Bodies per barrel
In 2014, Évelyne Dhéliat presented a mock forecast for Aug. 18, 2050 on France’s TF1. She was highlighting the long-term risk of heat waves in France by the middle of the century. Dhéliat’s weather map is almost exactly the one now blazing across French screens for this weekend — 28 years and two months early.
Twenty-eight years early is enough to stick in your mind, but so are those two months. It’s only mid-June and we’re already seeing brutal heat waves around the world, including vast areas of the United States.
America the battered
Over 100 million Americans were urged to stay indoors and shelter from the heat and humidity this week. In some states, schools shifted back to remote classes. In Kansas, thousands of dead cattle were rounded up by forklift. In California and the Southwest, “walls of fire” are racing through forests.

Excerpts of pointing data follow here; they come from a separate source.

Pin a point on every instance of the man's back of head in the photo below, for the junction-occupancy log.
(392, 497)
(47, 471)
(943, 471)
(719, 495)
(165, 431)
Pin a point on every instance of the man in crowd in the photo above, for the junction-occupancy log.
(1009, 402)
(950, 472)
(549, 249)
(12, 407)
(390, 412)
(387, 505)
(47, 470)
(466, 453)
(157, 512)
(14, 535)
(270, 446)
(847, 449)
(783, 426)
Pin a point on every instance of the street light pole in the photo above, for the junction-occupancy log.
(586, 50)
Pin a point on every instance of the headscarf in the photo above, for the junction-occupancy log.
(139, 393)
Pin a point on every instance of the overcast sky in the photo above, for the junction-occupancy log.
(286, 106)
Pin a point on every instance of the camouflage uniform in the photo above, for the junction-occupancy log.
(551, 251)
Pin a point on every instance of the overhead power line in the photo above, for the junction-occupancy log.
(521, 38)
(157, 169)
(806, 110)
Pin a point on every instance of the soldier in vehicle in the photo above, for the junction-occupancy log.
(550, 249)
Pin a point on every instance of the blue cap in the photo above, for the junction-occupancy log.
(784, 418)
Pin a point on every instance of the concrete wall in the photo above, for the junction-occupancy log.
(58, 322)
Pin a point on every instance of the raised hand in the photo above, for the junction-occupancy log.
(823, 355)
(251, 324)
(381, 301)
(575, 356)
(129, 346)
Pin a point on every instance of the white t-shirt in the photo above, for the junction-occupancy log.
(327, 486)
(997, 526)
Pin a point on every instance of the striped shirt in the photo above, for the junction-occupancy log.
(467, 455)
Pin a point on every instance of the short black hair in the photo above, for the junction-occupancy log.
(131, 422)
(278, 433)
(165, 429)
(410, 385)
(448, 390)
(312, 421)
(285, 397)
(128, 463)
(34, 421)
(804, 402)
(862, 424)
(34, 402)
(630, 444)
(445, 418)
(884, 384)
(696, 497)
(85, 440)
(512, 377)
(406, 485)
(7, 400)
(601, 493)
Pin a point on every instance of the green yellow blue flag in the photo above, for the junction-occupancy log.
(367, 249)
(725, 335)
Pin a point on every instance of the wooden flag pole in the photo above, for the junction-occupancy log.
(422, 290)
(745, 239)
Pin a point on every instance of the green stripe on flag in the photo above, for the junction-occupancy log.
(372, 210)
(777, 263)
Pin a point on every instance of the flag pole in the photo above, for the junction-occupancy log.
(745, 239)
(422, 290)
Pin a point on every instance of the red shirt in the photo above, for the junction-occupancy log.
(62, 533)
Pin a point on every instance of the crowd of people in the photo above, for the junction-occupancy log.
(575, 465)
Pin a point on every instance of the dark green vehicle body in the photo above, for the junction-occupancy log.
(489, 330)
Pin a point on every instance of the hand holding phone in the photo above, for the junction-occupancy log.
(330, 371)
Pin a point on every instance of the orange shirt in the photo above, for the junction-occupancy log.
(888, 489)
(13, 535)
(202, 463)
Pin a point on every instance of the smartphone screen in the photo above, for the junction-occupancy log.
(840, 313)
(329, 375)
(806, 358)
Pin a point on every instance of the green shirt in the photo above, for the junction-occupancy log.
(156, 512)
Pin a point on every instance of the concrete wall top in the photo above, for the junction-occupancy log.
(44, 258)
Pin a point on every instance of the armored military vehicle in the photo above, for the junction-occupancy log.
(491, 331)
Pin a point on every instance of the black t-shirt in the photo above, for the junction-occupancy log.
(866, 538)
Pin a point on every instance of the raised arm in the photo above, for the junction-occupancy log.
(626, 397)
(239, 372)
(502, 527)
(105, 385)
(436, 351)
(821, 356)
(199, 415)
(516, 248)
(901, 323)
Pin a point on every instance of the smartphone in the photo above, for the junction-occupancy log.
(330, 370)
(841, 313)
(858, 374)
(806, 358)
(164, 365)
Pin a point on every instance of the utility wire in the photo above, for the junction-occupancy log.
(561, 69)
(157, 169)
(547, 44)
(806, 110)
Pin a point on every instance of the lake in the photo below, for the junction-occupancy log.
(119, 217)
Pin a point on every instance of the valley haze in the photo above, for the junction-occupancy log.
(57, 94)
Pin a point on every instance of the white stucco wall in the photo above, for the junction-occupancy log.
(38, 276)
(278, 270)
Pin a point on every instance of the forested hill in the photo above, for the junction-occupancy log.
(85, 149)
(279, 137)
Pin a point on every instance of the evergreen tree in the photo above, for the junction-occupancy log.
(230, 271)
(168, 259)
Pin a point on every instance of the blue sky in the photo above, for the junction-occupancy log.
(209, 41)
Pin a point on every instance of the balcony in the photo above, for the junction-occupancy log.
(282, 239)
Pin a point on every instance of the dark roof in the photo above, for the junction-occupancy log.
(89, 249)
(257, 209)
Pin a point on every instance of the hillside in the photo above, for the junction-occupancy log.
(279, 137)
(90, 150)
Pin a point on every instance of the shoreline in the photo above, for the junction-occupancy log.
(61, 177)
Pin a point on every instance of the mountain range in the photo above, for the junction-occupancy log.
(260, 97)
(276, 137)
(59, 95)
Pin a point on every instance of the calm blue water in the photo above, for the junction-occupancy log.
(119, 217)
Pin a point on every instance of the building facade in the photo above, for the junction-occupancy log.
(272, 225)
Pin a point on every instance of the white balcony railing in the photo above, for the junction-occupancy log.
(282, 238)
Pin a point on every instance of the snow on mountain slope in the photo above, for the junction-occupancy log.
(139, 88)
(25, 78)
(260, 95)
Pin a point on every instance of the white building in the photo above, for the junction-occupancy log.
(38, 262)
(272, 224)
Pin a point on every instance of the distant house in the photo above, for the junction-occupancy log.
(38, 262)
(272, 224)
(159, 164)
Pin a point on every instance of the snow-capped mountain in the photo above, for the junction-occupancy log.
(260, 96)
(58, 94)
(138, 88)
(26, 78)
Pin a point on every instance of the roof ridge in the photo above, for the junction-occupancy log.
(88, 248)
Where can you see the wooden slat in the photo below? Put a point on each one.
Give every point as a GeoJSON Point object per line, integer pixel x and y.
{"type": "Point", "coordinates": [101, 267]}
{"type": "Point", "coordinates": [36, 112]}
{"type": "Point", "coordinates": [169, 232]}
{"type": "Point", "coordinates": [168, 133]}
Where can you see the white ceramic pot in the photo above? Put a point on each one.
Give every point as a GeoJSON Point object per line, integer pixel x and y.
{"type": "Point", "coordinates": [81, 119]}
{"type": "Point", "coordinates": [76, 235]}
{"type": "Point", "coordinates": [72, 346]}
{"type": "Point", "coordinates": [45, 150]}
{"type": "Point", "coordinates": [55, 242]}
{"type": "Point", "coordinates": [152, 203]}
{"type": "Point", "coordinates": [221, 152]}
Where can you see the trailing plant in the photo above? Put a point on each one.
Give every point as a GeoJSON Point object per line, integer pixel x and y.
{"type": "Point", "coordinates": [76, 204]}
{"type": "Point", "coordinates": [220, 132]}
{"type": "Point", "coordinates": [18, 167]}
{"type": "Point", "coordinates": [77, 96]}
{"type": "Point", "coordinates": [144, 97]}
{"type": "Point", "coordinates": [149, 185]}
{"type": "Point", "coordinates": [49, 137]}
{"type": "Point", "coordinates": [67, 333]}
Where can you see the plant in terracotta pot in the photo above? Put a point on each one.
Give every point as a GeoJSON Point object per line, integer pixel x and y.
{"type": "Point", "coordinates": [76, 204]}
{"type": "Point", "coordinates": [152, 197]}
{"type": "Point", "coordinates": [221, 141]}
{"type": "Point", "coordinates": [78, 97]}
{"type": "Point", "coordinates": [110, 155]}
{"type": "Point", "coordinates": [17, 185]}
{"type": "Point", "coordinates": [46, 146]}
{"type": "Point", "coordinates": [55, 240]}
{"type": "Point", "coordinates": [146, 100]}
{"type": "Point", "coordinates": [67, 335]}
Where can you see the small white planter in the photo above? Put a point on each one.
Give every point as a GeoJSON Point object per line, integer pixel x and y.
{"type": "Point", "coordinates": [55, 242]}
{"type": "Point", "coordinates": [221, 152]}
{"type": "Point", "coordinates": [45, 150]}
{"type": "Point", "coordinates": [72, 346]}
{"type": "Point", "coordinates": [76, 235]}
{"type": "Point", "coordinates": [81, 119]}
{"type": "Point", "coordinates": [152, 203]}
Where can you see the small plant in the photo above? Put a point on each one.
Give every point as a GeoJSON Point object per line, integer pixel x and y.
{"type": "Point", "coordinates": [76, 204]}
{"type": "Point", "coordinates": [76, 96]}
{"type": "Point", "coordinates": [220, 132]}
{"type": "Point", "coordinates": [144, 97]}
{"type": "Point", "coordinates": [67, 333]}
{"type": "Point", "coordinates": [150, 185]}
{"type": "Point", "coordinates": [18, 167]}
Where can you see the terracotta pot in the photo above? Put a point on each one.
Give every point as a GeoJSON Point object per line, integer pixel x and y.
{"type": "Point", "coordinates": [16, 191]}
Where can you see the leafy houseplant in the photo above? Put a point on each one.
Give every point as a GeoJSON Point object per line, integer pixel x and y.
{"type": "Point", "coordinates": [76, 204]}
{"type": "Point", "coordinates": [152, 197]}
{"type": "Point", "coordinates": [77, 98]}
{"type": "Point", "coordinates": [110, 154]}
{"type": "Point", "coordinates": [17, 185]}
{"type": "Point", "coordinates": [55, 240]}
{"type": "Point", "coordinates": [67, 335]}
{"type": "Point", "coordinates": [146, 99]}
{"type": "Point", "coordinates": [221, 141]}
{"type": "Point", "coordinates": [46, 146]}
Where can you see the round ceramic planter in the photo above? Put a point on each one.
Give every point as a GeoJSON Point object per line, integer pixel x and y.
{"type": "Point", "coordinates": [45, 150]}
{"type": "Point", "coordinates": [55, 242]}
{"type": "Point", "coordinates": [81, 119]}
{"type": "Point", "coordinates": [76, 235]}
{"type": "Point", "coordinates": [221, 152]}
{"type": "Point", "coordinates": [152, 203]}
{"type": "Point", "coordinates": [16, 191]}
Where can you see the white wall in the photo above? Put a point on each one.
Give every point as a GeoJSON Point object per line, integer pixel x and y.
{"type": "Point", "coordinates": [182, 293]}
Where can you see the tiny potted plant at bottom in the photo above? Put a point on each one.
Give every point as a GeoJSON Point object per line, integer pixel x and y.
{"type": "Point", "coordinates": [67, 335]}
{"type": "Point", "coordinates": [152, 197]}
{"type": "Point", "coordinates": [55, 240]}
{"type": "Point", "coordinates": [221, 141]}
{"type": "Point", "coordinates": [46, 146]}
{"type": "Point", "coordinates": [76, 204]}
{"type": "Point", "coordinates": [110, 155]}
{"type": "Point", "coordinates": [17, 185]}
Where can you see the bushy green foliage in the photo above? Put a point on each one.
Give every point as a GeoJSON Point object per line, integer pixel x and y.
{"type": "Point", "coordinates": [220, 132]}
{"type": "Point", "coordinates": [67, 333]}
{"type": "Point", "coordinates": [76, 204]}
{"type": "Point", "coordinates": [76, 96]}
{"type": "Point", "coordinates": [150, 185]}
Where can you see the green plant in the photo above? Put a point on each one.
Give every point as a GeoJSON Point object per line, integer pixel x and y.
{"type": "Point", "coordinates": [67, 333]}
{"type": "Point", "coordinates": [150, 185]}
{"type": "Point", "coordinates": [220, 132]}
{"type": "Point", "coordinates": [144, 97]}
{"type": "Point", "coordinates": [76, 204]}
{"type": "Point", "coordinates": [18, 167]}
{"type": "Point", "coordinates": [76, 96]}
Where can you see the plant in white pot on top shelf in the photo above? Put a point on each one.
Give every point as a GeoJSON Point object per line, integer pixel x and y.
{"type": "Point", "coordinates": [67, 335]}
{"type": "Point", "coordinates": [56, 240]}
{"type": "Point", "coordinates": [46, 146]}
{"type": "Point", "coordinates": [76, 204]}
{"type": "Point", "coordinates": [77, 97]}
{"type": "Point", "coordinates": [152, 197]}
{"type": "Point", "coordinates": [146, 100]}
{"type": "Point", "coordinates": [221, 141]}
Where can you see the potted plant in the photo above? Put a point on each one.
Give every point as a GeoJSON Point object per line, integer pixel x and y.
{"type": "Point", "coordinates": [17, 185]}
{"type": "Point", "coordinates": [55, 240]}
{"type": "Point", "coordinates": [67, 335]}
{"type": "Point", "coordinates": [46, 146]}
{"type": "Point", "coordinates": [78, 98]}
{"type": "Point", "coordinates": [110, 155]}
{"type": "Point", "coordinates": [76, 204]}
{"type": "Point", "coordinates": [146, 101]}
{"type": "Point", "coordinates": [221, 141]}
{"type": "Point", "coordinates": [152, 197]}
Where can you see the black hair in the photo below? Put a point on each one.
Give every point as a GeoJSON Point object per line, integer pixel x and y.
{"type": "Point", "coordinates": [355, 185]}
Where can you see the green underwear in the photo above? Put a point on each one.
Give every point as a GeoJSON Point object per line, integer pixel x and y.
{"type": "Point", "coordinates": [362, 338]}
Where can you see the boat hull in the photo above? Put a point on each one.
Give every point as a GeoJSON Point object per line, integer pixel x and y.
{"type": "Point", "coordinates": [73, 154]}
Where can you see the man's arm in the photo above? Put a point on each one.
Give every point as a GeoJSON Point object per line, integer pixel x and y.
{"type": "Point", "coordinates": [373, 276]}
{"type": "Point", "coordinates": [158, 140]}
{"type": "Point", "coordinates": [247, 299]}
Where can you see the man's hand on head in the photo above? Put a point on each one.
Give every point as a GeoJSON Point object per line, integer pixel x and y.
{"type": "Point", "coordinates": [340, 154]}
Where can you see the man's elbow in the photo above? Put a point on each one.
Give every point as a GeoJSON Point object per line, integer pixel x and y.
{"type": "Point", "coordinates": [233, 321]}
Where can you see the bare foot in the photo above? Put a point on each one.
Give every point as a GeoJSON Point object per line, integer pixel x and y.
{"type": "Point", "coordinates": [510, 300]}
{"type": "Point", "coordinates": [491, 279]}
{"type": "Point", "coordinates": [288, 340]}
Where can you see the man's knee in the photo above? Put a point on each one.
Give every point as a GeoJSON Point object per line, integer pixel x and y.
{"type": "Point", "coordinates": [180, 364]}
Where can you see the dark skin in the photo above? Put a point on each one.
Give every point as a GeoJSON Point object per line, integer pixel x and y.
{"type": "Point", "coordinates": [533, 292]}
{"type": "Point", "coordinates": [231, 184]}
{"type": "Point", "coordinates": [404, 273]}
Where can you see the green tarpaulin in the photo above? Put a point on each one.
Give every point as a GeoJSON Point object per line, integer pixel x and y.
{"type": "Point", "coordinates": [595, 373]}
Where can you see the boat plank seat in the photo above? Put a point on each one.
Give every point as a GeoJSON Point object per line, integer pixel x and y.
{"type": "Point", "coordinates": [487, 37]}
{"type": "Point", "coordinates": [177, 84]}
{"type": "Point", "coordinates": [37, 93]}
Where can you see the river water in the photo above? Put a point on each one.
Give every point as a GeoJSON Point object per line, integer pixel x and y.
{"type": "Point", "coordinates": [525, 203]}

And those lucky enough to avoid scorching temperatures were hit by floods. Ten thousand people were evacuated from in and around Yellowstone National Park after torrential rain destroyed roads and bridges and washed buildings into rivers. “I’ve heard this is a 1,000-year event, whatever that means these days,” said the park superintendent.
Climate activists jailed
It’s against that backdrop of mayhem that Dr. Tim Takaro was marched off to jail. B.C. Supreme Court Justice Shelley Fitzpatrick threw the book at Takaro and sentenced him to a month behind bars for protesting the Trans Mountain pipeline expansion. Tsleil-Waututh Nation member William George was given 28 days in jail back in May.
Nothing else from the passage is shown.